Kazakh food exports to China plummet
Kazakh exporters say China is pushing them aside, interested in a transit corridor but not a supplier.
Not long ago, strategists in Kazakhstan thought they had found a way to diversify their energy-dependent economy: export food to China. China’s Belt and Road Initiative (BRI) had endowed Kazakhstan with new train tracks and highways that could carry Kazakh wheat, cooking oil and beef to a large and hungry neighbor. Beijing encouraged this thinking.
But over the past 12 months, China, citing coronavirus concerns, has selectively banned imports from Kazakhstan, frustrating Nur-Sultan’s plans and breeding skepticism about Beijing’s intentions. At the same time, the volume of Chinese cargo transiting across Kazakhstan has grown.
Between January and September 2021, Kazakh food exports to China fell 78 percent, industry news website Eldala.kz reported this week. Flour exports dropped 91 percent.
Freight companies blame intensified inspections introduced last November at the Chinese border. By March, a bottleneck of 12,000 idle railcars had accumulated on the Kazakh side. When negotiations with China brought no relief, Kazakh railroad authorities banned eastward passage of Kazakh cargo freight, saying they had no choice.
The following month, China started accepting Kazakh railcars again.
Then, in August, China again strengthened coronavirus-related controls and restricted trains from Kazakhstan. Last month, China Railway Urumqi Group, which manages trains in Xinjiang, stopped accepting specific exports from the Central Asian country, including grain and some other goods. All along, transit cargoes from other countries pass through Kazakhstan freely to and from China.
At a cabinet meeting on September 24, President Kassym-Jomart Tokayev, who has been flooded by appeals from local businesses, described "a systemic problem with the restriction of Kazakhstani goods to China. Transit goods pass, and ours are waiting at the border.” He instructed Trade Minister Bakhyt Sultanov to "immediately respond, [and] remove all issues with partners."
Easier said than done. Kazakhstan has approached China regularly throughout the crisis and little has changed.
Now some Kazakh exporters are doubting that China’s border controls are about COVID-19 at all.

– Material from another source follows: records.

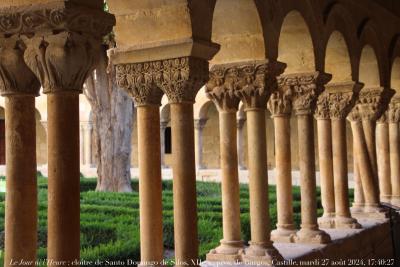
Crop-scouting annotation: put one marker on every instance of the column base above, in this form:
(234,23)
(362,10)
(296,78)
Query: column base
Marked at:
(371,211)
(284,234)
(342,222)
(227,251)
(357,207)
(327,221)
(261,253)
(314,236)
(394,200)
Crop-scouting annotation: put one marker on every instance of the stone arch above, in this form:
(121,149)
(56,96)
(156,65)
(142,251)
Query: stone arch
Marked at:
(338,19)
(369,67)
(337,59)
(370,37)
(238,29)
(299,56)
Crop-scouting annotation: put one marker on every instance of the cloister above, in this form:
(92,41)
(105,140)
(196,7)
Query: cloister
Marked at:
(283,85)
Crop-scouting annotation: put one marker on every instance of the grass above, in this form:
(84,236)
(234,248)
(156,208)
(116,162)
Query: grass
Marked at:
(110,221)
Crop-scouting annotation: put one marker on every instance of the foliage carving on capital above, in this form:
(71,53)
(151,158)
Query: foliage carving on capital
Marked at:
(138,81)
(342,98)
(257,82)
(62,62)
(224,81)
(180,78)
(15,76)
(55,17)
(393,112)
(373,102)
(305,89)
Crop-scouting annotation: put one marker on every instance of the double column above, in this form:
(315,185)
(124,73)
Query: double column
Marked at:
(370,105)
(280,107)
(19,86)
(180,79)
(305,89)
(147,97)
(394,149)
(221,90)
(341,98)
(257,81)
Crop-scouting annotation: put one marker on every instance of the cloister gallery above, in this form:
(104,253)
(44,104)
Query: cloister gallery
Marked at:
(286,85)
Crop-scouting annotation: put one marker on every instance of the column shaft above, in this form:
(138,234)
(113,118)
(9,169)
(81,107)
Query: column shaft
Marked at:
(285,226)
(365,167)
(184,173)
(383,155)
(258,178)
(21,197)
(342,206)
(395,162)
(150,187)
(309,231)
(63,172)
(326,172)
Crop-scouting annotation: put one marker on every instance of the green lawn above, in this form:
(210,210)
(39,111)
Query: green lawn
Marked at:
(110,221)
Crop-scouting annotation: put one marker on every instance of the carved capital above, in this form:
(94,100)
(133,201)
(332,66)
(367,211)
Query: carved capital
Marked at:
(393,113)
(181,78)
(257,80)
(342,98)
(305,89)
(15,76)
(138,81)
(47,18)
(63,61)
(372,102)
(224,81)
(199,124)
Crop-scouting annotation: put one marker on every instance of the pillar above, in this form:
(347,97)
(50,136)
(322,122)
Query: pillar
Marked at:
(306,88)
(62,60)
(163,126)
(181,91)
(371,104)
(19,86)
(227,104)
(342,98)
(254,93)
(87,135)
(324,131)
(147,101)
(240,142)
(394,149)
(383,157)
(281,108)
(199,125)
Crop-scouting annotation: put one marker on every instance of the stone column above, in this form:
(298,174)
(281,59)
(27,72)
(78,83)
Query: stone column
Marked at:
(19,86)
(163,126)
(370,106)
(147,98)
(81,144)
(281,108)
(394,148)
(180,79)
(383,156)
(87,143)
(199,126)
(240,142)
(222,94)
(306,88)
(257,81)
(324,131)
(341,97)
(62,60)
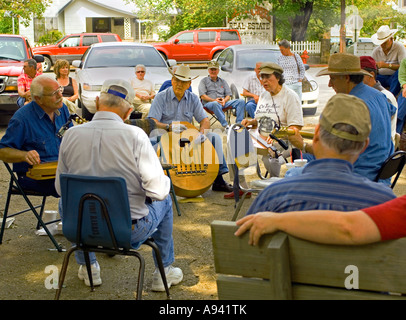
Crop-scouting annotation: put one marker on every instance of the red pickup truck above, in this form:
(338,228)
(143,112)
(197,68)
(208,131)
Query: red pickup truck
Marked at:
(14,50)
(200,45)
(72,47)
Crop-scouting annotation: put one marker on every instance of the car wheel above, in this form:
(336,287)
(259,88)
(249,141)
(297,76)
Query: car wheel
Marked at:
(234,92)
(47,64)
(163,55)
(86,114)
(215,56)
(309,111)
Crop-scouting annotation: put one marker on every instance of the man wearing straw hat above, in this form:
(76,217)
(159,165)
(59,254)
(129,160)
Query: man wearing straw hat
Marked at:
(388,56)
(329,182)
(177,103)
(346,76)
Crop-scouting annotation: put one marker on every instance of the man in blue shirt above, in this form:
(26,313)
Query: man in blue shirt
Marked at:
(216,95)
(31,136)
(179,104)
(346,76)
(329,182)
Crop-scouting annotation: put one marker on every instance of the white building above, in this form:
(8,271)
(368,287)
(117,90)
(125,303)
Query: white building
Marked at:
(75,16)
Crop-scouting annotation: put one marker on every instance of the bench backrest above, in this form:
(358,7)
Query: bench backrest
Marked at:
(285,267)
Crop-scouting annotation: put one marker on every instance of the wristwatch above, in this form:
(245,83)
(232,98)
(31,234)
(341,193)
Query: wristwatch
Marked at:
(304,147)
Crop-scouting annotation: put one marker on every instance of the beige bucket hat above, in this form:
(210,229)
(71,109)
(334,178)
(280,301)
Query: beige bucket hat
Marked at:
(383,34)
(182,73)
(343,64)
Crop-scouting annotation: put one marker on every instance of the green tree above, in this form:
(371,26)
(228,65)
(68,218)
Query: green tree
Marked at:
(23,9)
(295,20)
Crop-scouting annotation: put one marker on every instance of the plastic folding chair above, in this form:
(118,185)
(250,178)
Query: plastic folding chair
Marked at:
(392,166)
(16,189)
(96,217)
(244,163)
(213,119)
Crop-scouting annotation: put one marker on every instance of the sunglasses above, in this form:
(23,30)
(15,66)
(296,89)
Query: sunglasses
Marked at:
(59,90)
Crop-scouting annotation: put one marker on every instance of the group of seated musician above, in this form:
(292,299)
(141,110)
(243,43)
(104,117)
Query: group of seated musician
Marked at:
(343,133)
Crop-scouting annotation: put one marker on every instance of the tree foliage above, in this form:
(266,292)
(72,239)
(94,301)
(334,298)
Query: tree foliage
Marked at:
(294,19)
(23,9)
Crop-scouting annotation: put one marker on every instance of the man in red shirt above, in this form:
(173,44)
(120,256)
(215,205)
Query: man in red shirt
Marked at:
(378,223)
(24,82)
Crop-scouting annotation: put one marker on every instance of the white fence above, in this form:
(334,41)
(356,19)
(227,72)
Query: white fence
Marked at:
(300,46)
(312,47)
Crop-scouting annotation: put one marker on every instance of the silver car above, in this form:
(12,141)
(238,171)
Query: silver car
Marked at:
(116,60)
(238,62)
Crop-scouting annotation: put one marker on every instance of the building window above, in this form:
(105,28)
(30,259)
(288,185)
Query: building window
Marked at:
(43,25)
(101,24)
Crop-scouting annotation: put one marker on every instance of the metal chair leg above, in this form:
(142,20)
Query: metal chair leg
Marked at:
(238,208)
(63,271)
(150,242)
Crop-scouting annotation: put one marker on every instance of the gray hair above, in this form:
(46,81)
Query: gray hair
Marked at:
(112,101)
(284,43)
(32,63)
(37,85)
(340,145)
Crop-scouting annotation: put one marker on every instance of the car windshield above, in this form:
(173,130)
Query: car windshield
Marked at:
(123,56)
(247,59)
(12,48)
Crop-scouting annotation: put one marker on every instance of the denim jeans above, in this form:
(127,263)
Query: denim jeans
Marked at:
(157,224)
(297,87)
(217,108)
(251,106)
(390,81)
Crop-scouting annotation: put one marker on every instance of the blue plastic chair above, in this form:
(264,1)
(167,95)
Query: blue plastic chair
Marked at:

Yevgeny Karabanov of Kazakhstan's Grain Union, a lobby, said that Beijing had singled out Kazakh goods, while cargo from other countries, such as Russia – where coronavirus cases are higher – passes without problem.
“China does not consider Kazakhstan to be a valuable trading partner. We are just a transit corridor for them,” he told Eurasianet.
Karabanov believes that China is using coronavirus as a pretext to free space on railroad tracks for transit cargoes to Europe, a major component of the BRI.
Data from Kazakhstan's railway operator, KTZh, support his assertion.
The volume of transit container shipments (trains crossing Kazakhstan to and from China) grew by a third in the first eight months of 2021 compared to the same period last year, KTZh said: 88 percent of those trains connect China and Europe.
Almaz Kumenov is an Almaty-based journalist.